Fig. 6 |. Predicted GT-A fold of RGGAT1.

a, Structural alignment of RGGAT1 AlphaFold2 structure (red and green) to a GT31 structure (grey) (pdb: 6wmo) at an RMSD of 3.2 Å across 155 residues, validating that the 3D structure matches a GT-A fold topology. The secondary structure matching algorithm in the molecular graphics programme Coot 0.9.7 was used to produce an alignment that was restricted to the core Rossman α-helices (red) and β-sheets (green) shown as opaque structures. b, The AlphaFold2 structure of RGGAT1 has elements of the canonical GT-A fold structure that includes β-sheets of the Rossman fold (green), α-Helix F (dark red) and three conserved motifs of the GT-A fold core (xED, G-Loop and DxD motifs, blue). Hypervariable region 2 (HV2, orange) has helices that are poorly aligned to the template. c, Docked structure of RGGAT1 with the donor UDP-GalA and acceptor RG-I (R) DP12 oligosaccharide. Selected amino acids predicted to interact with the donor and acceptor substrates are shown in stick representation. Dashed lines represent putative hydrogen bonding interactions within 2.7–3.4 Å distance. Residues in blue indicate putative GT-A motifs. Residues in orange are residues present on the HV2 region in contact with the acceptor. Based on a retaining mechanism, the acceptor nucleophile (red sphere) is deprotonated by the β-phosphate oxygen of the UDP donor, allowing a nucleophilic attack on the anomeric carbon of the GalA (yellow sphere). The side-chain amine of K363 (blue sphere) may function in place of a divalent cation to interact with the nucleotide phosphate diester of UDP-GalA.

Fig. 7 |. Phylogenetic tree and tissue expression of GT116 family proteins.

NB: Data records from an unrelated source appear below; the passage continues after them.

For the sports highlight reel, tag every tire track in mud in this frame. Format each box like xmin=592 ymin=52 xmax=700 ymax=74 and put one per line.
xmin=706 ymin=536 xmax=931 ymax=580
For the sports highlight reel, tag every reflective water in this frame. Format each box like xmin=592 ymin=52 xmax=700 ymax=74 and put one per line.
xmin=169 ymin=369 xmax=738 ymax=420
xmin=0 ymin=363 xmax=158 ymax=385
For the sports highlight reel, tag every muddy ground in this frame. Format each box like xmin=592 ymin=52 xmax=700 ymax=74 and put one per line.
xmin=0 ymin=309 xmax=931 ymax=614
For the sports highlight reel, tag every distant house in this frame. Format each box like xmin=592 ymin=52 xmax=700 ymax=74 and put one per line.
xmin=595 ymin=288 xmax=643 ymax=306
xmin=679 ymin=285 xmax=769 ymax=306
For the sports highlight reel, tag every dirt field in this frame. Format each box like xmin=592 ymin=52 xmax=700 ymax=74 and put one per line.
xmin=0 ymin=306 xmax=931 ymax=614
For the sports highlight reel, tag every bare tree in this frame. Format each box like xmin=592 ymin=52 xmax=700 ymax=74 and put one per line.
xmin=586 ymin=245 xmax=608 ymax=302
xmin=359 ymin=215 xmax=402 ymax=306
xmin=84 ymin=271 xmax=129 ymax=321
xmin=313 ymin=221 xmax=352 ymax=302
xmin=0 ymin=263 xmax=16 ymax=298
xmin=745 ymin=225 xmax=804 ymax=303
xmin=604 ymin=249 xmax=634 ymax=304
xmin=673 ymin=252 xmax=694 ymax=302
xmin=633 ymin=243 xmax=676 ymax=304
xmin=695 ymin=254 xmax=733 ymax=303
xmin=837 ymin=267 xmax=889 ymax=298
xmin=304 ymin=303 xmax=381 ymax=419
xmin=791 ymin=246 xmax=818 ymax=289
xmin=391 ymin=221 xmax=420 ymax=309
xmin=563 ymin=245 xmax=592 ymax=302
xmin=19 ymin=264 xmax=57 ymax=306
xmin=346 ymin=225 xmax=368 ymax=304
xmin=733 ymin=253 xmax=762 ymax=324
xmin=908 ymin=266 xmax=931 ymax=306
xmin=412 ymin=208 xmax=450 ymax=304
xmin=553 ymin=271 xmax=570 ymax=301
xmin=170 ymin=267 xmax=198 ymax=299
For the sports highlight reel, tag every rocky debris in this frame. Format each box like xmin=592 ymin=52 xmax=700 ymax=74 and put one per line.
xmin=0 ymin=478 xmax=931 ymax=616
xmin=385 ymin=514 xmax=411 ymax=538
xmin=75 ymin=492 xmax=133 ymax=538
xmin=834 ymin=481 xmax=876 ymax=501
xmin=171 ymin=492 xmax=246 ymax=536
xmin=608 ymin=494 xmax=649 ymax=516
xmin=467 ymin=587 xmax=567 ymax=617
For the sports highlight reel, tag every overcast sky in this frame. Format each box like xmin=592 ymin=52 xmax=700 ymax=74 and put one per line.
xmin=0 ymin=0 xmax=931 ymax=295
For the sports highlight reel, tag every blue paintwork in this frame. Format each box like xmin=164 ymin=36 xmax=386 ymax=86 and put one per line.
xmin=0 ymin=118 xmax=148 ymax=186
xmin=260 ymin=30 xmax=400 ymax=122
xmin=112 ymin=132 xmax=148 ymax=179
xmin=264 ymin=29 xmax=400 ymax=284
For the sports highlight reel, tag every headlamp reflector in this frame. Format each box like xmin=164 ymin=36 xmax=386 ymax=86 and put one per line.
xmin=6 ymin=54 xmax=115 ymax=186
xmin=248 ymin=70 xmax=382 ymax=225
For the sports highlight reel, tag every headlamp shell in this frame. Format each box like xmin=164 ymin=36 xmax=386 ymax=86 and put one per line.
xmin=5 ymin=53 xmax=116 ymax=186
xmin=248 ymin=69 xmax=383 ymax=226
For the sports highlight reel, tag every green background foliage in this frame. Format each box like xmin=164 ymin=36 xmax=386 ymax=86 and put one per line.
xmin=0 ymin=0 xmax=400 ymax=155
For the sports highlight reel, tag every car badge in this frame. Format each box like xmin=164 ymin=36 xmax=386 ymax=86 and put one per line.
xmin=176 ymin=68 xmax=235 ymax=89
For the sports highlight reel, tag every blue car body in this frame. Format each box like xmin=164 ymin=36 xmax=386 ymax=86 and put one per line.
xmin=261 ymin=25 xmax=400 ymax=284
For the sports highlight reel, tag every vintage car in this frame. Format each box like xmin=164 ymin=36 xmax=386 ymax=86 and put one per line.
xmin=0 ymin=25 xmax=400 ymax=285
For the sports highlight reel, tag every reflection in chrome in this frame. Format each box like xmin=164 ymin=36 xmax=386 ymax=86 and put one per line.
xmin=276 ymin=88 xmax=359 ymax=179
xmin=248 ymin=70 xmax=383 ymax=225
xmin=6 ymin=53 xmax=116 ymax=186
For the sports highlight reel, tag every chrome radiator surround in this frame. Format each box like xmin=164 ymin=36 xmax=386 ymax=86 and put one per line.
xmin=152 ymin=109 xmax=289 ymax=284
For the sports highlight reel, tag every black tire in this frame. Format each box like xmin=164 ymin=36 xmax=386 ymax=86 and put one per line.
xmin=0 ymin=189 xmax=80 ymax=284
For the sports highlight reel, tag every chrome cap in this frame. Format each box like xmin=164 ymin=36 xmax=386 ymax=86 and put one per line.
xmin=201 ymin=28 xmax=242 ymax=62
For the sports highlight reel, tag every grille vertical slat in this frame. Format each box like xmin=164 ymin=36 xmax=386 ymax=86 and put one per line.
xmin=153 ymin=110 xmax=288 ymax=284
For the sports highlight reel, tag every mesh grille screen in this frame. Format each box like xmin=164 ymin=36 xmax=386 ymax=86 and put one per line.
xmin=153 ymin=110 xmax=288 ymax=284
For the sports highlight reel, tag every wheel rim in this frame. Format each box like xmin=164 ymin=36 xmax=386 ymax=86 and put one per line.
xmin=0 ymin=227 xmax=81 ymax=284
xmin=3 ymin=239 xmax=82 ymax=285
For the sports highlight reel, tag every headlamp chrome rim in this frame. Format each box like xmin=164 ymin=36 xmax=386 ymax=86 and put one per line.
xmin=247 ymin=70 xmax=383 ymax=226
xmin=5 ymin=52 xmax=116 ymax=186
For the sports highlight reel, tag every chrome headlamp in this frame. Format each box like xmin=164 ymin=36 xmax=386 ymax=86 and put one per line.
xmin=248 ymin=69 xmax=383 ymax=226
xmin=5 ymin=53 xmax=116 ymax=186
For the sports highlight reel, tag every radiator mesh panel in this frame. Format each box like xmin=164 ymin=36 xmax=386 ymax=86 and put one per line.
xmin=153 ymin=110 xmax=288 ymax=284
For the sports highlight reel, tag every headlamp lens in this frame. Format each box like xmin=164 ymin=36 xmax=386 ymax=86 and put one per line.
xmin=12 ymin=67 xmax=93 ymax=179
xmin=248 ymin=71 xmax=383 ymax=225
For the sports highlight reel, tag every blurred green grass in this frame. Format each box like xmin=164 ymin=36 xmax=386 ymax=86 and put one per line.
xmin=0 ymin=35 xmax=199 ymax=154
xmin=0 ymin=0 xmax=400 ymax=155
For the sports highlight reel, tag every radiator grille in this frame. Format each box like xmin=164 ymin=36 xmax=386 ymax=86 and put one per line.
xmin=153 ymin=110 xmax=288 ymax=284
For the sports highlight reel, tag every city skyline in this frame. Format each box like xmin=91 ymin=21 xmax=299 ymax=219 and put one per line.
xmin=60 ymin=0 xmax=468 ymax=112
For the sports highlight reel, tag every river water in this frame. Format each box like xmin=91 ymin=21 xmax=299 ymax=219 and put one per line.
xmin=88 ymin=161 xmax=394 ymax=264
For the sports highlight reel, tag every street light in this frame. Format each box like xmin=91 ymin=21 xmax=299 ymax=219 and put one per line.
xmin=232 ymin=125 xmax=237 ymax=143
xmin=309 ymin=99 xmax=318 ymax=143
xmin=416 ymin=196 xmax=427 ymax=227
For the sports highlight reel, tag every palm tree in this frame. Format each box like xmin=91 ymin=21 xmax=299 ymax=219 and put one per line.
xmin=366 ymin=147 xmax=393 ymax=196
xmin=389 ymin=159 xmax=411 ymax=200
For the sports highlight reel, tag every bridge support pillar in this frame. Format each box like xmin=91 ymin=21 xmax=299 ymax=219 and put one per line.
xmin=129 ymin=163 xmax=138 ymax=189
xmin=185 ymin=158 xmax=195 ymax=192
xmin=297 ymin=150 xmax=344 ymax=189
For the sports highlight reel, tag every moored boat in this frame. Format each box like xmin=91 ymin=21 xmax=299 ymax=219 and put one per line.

a, Phylogenetic tree containing 77 GT116 sequences from 9 plant species. Arabidopsis gene names are in blue and organized into 5 clades. The clades (A, B, C, D and E) were ranked according to the primary amino acid sequences with the highest similarity to RGGAT1. Black circles indicate support for nodes with bootstrap values of greater than 90% from 500 bootstrap trials. Branch lengths indicate genetic divergence, with the scale bar indicating the average number of substitutions per amino acid. At, Arabidopsis thaliana; Cr, Ceratopteris richardii (fern); Lu, Linum usitatissimum (flax); Mp, Marchantia polymorphia (liverwort); Os, Oryza sativa (rice); Pv, Panicum virgatum (switchgrass); Pt, Populus trichocarpa (poplar); Pp, Physcomitrium patens (bryophyte); Sm, Selaginella moellendorffi (lycophyte). b, Heat map of RNA-seq data retrieved from TravaDB for each GT116 family member from 6 Arabidopsis tissues. Expression values are absolute read counts from selected tissues. For mature tissues in which data from several developmental stages were available (flowers, siliques, seeds), younger tissues that had not reached senescence were selected.